Well I'm no lady. I am actually focusing on making a mans line of soap. But that all aside, I have done a decent amount of logo work. Considering your target market and all that I feel the logo on the bottom (the one with the pink "K") is the best. Its feminine because of the pink "K" and the design attached to the G. I also like the font much better than the top logo. I feel the combination of the over all look and even the font will be very appealing to ladies of the age group you are targeting. I strongly feel that the bottom logo is absolutely perfect and that it totally fits what you will be doing with it. I wouldn't change a thing.
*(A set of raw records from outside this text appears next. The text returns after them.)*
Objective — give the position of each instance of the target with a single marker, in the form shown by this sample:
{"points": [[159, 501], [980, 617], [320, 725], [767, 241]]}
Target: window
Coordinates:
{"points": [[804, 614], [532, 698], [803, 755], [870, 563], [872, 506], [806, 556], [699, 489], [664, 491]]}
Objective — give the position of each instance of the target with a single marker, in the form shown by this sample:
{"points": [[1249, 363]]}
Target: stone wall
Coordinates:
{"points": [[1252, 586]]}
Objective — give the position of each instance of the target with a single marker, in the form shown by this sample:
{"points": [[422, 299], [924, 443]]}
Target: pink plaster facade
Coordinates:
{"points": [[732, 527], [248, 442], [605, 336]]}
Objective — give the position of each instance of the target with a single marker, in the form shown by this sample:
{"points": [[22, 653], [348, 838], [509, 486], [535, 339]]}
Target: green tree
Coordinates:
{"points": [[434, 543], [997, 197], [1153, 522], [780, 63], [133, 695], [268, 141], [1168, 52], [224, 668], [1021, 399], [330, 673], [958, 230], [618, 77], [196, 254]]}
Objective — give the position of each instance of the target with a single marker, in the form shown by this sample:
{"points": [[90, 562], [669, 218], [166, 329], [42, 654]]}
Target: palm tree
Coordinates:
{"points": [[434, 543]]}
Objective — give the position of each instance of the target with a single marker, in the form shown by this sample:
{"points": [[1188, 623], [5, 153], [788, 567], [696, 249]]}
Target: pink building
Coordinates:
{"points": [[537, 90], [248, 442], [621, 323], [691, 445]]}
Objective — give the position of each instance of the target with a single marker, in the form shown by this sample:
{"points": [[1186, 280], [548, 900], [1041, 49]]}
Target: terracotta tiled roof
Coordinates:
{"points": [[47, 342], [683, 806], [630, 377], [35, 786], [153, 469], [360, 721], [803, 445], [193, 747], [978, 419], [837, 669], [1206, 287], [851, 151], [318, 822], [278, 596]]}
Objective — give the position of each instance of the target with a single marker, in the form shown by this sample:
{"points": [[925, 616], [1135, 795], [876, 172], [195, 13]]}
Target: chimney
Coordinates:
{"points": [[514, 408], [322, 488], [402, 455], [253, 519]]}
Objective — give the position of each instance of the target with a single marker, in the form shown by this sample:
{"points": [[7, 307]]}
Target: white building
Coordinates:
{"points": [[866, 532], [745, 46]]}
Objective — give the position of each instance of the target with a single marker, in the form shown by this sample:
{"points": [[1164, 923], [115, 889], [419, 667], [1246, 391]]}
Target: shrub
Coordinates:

As far as the top logo goes, it does address the product being natural or maybe chemical free or something to that effect, but it seems more unisex and not really having any "age group" that may be associated with it. I am not sure what to think of the "G" and the "K" looks like it could be seen as "IC" Now I know its supposed to be a "K" and this may not be a huge deal, but I think worth pointing out. Not trying to put down your work, just trying to help out with what I see. I am 34 years old, and a male keep in mind, but if I were a female and even being 34 I would be more drawn to the black and pink logo, and I am as it is...lol Based on other logos I have seen, done, and even seeing things that females around me buy, not to mention some trends in product design and whats "in" Id give all my money to the black and pink logo. I really do feel that's the winner out of the two for sooooo many reasons.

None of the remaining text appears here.